With an increased consumption of seafood products, food fraud with fish resources has been continuously reported. In particular, codfish has been exploited worldwide as a processed product in fresh, frozen, smoked, canned, or ready-to-eat dish forms. However, it is challenging to identify processed fish products after processing because of their similar morphological characteristics. Substitution and mislabeling of codfish among different species are also happening deliberately or unintentionally. Thus, it is necessary to distinguish cod species to prevent fish adulteration and food fraud.
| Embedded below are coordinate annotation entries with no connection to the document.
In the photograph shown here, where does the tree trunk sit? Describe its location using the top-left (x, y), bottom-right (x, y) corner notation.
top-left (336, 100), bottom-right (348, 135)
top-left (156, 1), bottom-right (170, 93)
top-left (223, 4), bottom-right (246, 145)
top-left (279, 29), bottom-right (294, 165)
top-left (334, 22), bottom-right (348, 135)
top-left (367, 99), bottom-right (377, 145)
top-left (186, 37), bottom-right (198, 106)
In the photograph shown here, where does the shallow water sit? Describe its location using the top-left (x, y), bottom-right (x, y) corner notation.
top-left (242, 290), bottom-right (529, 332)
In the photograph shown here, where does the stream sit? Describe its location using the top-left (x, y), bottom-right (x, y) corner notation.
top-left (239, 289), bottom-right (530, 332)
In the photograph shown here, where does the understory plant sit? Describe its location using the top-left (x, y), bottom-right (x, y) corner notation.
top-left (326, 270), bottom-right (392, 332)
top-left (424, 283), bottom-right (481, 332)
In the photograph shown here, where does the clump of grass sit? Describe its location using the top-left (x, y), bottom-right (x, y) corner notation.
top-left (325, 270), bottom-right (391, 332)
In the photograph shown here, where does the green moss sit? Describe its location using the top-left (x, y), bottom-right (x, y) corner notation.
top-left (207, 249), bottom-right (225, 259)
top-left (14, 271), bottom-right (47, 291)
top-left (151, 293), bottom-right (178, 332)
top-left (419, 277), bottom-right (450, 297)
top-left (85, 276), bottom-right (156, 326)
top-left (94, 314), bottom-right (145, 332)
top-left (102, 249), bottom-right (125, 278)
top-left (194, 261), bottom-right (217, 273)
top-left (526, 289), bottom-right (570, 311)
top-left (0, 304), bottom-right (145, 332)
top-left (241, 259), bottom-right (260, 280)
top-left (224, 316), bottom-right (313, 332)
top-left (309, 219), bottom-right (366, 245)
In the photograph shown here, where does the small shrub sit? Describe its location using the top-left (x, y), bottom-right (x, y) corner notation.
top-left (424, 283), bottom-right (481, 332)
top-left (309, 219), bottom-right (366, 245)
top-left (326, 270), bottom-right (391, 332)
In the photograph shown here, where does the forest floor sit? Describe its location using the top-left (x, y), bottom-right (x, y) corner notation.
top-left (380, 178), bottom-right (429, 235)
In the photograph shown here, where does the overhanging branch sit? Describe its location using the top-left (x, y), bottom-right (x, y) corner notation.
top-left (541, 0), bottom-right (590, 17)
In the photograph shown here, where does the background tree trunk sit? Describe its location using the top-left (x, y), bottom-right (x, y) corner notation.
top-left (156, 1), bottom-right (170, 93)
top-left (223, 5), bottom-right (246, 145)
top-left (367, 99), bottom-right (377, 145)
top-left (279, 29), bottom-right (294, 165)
In this study, we developed a multiplex PCR for simultaneously identifying five cod species within Gadidae using capillary electrophoresis. Then, their species-specific primer sets were designed by targeting the mitochondrial cytochrome b gene. Subsequently, the amplicon sizes obtained were 237 bp, 204 bp, 164 bp, 138 bp, and 98 bp for Atlantic cod, Pacific cod, blue whiting, haddock, and Alaska pollock, respectively. The specificity of each primer was further tested using 19 fish species, and no cross-reactivity was observed. The limit of detection of this multiplex PCR assay was 1 pg. The developed multiplex PCR assay can be applied to 40 commercial food products successfully. This detection method will be efficient for managing seafood authentication by simultaneously analyzing multiple cod species.

Automated summary

With increased consumption of seafood products, there have been continuous reports of food fraud involving fish resources, particularly codfish. A multiplex PCR method was developed in this study to simultaneously identify five cod species within Gadidae, successfully applied to 40 commercial food products. This detection method will efficiently manage seafood authentication by analyzing multiple cod species simultaneously.